One of the leading candidates for a homegrown deal would appear to be forward Darwin Jones, who was with the Sounders in preseason camp and then for much of the year after being declared ineligible to play for the University of Washington.

How good is Jones? Well, veteran goalkeeper Marcus Hahnemann made a point of praising the speedy youngster — unprompted — saying Jones would be pushing for a starting spot if he played in MLS back in 1997-99 (when Hahnemann was first in the league).

Jones, you might remember, was the fastest player in preseason and is in the Mike Fucito mold — short, quick, powerful.

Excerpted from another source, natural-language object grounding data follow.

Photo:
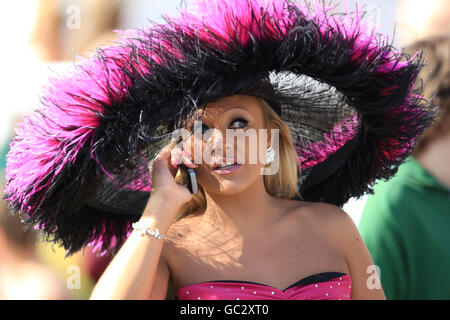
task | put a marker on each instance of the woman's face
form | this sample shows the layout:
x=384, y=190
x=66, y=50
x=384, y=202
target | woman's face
x=242, y=116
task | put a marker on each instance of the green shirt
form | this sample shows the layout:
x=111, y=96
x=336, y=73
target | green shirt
x=406, y=227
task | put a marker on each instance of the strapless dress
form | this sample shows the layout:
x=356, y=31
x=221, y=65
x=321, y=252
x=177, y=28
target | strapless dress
x=320, y=286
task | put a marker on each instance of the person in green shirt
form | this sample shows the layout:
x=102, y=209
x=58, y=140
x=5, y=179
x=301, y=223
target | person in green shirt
x=406, y=222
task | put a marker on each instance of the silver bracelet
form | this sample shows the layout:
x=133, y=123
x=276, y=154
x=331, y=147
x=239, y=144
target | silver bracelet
x=145, y=229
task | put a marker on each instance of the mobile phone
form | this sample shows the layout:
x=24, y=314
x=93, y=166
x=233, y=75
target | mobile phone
x=187, y=177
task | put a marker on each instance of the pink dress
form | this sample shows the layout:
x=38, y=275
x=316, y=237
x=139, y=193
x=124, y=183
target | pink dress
x=320, y=286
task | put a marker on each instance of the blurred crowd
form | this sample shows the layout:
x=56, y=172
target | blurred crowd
x=405, y=223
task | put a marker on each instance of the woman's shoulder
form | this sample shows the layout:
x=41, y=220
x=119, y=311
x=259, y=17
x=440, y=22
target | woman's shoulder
x=323, y=218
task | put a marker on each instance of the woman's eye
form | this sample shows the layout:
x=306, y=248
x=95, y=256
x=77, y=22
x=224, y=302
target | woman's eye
x=240, y=123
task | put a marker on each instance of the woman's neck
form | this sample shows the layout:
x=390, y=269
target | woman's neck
x=246, y=212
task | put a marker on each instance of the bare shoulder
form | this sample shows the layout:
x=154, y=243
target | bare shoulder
x=329, y=222
x=326, y=216
x=335, y=225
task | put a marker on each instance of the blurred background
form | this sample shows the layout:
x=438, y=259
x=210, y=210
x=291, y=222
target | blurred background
x=42, y=37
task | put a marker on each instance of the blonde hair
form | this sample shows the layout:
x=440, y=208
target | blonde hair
x=282, y=184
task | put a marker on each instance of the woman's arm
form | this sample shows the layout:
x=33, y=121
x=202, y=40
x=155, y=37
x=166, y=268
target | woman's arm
x=133, y=271
x=139, y=271
x=344, y=234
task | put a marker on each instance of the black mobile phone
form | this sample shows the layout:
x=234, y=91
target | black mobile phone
x=186, y=176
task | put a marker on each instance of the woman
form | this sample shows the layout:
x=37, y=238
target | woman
x=339, y=95
x=243, y=234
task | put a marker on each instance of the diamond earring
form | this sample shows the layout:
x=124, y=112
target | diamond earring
x=270, y=155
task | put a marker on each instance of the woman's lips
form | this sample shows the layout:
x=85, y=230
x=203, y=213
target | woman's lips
x=228, y=170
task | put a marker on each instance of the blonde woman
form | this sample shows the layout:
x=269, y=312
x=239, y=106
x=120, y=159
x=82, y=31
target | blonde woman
x=339, y=110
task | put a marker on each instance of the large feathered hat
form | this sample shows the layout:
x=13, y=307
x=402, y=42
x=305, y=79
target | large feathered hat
x=78, y=165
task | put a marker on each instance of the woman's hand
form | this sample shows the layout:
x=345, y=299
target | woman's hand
x=163, y=172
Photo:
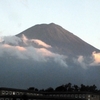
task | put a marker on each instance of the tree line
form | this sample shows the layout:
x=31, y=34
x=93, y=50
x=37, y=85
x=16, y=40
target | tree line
x=69, y=88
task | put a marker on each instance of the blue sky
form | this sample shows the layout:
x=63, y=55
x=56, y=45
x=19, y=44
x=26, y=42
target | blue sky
x=81, y=17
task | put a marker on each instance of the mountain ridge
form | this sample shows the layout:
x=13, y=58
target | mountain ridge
x=57, y=36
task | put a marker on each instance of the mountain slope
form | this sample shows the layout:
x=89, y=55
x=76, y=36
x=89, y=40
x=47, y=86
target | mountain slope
x=63, y=41
x=47, y=56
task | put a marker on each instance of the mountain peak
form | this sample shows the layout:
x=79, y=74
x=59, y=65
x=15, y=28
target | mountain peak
x=58, y=37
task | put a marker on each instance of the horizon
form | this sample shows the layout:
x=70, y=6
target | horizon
x=81, y=18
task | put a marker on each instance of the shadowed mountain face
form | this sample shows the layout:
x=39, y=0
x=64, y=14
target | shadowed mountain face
x=62, y=40
x=45, y=56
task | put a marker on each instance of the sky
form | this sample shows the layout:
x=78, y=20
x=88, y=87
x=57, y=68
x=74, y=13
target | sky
x=81, y=17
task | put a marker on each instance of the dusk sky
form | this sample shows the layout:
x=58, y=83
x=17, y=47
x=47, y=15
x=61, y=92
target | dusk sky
x=81, y=17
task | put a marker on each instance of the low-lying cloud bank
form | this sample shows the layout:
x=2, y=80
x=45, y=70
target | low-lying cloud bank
x=24, y=48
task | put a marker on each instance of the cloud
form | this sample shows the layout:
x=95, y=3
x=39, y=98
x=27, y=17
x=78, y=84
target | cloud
x=96, y=59
x=81, y=61
x=14, y=40
x=11, y=46
x=41, y=43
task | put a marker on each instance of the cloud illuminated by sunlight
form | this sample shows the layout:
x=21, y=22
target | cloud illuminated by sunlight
x=41, y=43
x=96, y=57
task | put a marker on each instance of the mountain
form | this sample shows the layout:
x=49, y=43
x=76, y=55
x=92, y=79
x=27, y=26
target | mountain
x=56, y=36
x=47, y=55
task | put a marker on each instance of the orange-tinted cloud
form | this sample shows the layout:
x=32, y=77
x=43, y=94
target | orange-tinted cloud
x=45, y=52
x=41, y=43
x=96, y=57
x=20, y=48
x=14, y=47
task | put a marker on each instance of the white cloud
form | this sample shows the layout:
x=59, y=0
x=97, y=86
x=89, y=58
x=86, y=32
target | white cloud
x=40, y=54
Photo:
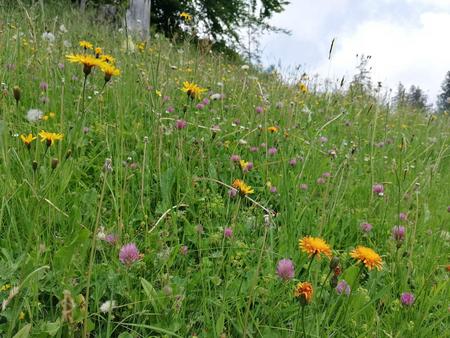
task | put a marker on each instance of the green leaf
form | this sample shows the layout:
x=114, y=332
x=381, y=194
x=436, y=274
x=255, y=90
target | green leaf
x=52, y=328
x=151, y=294
x=23, y=332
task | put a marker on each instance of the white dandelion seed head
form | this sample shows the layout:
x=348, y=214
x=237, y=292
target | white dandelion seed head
x=34, y=115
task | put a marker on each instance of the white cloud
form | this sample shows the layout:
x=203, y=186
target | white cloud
x=407, y=39
x=413, y=54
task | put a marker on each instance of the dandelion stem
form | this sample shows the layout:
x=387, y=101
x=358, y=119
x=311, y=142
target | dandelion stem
x=303, y=321
x=91, y=257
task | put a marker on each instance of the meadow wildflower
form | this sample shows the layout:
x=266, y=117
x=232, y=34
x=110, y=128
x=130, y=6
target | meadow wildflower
x=314, y=246
x=235, y=158
x=398, y=233
x=304, y=292
x=109, y=70
x=378, y=189
x=403, y=216
x=228, y=232
x=365, y=227
x=192, y=89
x=17, y=93
x=180, y=124
x=243, y=188
x=323, y=139
x=285, y=269
x=108, y=306
x=272, y=151
x=88, y=61
x=232, y=193
x=259, y=109
x=48, y=36
x=86, y=45
x=407, y=298
x=184, y=250
x=43, y=86
x=303, y=88
x=368, y=257
x=50, y=138
x=343, y=288
x=129, y=253
x=98, y=51
x=27, y=139
x=186, y=16
x=107, y=58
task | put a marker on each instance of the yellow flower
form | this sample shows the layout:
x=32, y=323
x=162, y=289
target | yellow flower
x=109, y=70
x=50, y=138
x=27, y=139
x=243, y=188
x=193, y=90
x=107, y=58
x=367, y=256
x=98, y=51
x=304, y=292
x=314, y=246
x=86, y=45
x=88, y=61
x=186, y=16
x=303, y=88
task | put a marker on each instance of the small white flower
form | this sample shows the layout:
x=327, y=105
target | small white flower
x=48, y=36
x=108, y=306
x=34, y=115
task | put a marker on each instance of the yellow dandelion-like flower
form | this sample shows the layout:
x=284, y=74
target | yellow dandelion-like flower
x=50, y=138
x=88, y=61
x=368, y=257
x=192, y=89
x=27, y=139
x=303, y=88
x=107, y=58
x=86, y=45
x=304, y=292
x=186, y=16
x=243, y=188
x=109, y=70
x=314, y=246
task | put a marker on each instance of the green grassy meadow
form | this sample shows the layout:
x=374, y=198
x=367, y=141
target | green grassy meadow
x=208, y=254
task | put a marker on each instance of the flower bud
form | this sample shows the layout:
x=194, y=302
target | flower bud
x=334, y=262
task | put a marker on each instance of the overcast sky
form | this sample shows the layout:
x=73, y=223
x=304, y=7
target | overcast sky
x=409, y=40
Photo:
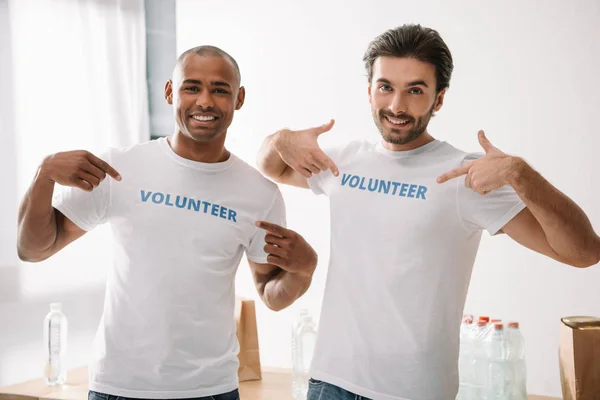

Another leading option is DeAndre Yedlin, a local product who plays right back at collegiate power Akron. Yedlin has often trained with the first team, as well, and if almost always listed as a top option for the next homegrown signing. Nick Palodichuk (Duke) and Sean Okoli (Wake Forest) are a couple other top prospects playing NCAA soccer.

Back to Garber’s conference call, the commissioner was asked if the league has considered mandatory playing time for youth players signed to the first team. It’s a model that has been used in Mexico, where there has been great success at the youth level.

“We have spent a lot of time, as recently as two-, three weeks ago, where we had a competition and technical meeting down in Dallas, talking about the concept of mandatory play for young players,” Garber said. “We’ve done a lot of research on it and we’re certainly mindful of the success that Mexico has had. We’re not sure that that success is driven by the mandatory rule as much as it’s driven by just a massive commitment by the league working in partnership with the federation down there.”

Recently, MLS academies have gone down to the U-15 level, which is another sign of commitment, Garber noted, since there really aren’t any short-term rewards for such a move.

Overall, there haven’t been many tangible rewards at all, though Garber explained, “Just because they’re not being signed doesn’t mean we haven’t developed great players.”

“The fact of the matter is many of them are being nicked off by clubs around the world,” he continued, “particularly down south, and furthering their careers before they’re of age and permitted to be signed by Major League Soccer. Dallas has lost half a dozen players to Mexican clubs.

“Part of the issue is ensuring that we are providing (homegrown players) with competitive games at the reserve league, and we are working on ways to have a more competitive reserve league. Part of it could be a closer relationship with the second division and giving those players an opportunity to get minutes with the second division. Part of it could be incentivizing our teams for providing playing opportunities for those young players on their first team. Those three or four initiatives or even mechanisms we think will provide a greater level of value to our teams who are making these investments.”

Hanauer also weighed in during the team’s end-of-the-year press conference, and he said Garber’s comments were “spot on.”

“This investment that we’re making as a league I think it’s fair to say has not paid dividends to date — based on Sigi’s numbers and the fact that in some cases our academies are developing players that then get plucked and end up in Mexico or other parts of the world,” Hanauer added. “Again, in terms of these numbers that we’re talking about, this is a million-dollar-a-year investment that we’re making currently. It’s probably going up and probably going up relatively aggressively. It will continue to cost more and more money, and it’s an investment in the future. It really is. It’s players that are coming into our system at 11-, 12-, 13 years old today that hopefully we can develop in a more meaningful way and prepare to be professional players.

“That said, we do want to be good citizens as we develop soccer players, because there are European and South American countries littered with young soccer players who thought they were going to be professional and dropped out of school and now don’t have an education and are trying to figure out what to do. So certainly we want to develop those players into professionals, but if they’re not going to be professional, we want to make sure we’ve prepared them to be good young men and go to university and do whatever it takes to be a good person in society.”